At the end of his initial training, he was granted an audience with Mr.
bin Laden, who advised him to get more. He then attended a "jihad war
camp," he said, where he learned about security, intelligence,
kidnapping and the hijacking of buses and planes.
Again he met with Mr. bin Laden, and again he was told to wait his turn.
"Take your time," he quoted Mr. bin Laden as saying. "Your
mission will come in time." Finally, Mr. 'Owhali was assigned to help
in the 1998 bombing of the embassy in Nairobi.
Mr. Odeh, the Jordanian who helped prepare that attack, distinguished for
the F.B.I. between two types of Al Qaeda operatives. A more sophisticated
group takes care of the planning — gathering intelligence, picking
targets, doing surveillance and making bombs. Those who actually carry out
the attack, he suggested, are more expendable.

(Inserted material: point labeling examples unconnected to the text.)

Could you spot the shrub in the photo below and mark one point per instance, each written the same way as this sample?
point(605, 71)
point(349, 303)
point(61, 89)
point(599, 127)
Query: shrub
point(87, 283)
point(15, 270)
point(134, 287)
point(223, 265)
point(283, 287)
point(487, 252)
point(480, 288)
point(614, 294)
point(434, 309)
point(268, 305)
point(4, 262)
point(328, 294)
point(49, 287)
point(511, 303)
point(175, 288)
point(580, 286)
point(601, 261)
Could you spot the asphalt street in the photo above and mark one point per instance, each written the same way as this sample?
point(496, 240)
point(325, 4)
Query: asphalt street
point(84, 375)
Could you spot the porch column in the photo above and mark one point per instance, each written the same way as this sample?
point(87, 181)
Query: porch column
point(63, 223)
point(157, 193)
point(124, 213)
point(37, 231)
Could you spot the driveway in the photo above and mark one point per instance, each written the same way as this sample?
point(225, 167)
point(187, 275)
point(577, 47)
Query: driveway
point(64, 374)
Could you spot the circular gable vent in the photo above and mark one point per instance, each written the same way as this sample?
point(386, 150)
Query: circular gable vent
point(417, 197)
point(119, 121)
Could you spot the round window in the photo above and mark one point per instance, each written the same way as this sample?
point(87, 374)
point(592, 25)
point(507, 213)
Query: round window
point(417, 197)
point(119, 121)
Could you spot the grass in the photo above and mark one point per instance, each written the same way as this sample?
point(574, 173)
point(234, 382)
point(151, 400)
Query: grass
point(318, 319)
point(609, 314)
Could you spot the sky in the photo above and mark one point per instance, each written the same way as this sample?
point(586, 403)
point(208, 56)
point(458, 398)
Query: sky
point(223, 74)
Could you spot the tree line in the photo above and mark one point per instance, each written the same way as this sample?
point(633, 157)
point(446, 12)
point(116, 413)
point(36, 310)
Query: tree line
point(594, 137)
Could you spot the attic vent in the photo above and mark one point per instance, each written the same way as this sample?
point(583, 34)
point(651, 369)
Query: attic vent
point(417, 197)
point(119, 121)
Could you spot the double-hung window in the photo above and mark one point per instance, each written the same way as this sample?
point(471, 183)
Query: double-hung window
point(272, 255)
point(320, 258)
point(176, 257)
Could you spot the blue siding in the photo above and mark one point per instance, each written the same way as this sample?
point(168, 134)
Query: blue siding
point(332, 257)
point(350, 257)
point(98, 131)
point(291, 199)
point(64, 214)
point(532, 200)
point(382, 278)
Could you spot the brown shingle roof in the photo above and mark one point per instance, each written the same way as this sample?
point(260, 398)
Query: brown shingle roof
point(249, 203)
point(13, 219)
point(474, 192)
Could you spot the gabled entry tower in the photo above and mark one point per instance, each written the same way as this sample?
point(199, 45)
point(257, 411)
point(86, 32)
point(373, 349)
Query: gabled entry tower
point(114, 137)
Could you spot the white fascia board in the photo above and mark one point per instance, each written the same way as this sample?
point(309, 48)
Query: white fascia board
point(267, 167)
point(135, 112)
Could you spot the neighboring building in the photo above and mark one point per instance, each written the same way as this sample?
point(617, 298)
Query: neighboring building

"These people are good Muslims, but they are not experts in anything
that would have a long-term benefit to the rest of the group," he said.
Khalfan Mohamed appeared to be one of the throwaways. After helping to
bomb the American Embassy in his native Tanzania, he ended up in Cape Town,
South Africa, working at a fast-food joint called Burger World.
Yet if Mr. Mohamed's development as an operative of Al Qaeda was limited,
there was also a powerful simplicity to his ideas.
"KKM stated that his views about America began when he went to
training in Afghanistan," the F.B.I. agent who debriefed him wrote.
"KKM stated that America is a superpower with the ability to change the
world. KKM stated that only bombings will make America listen to them."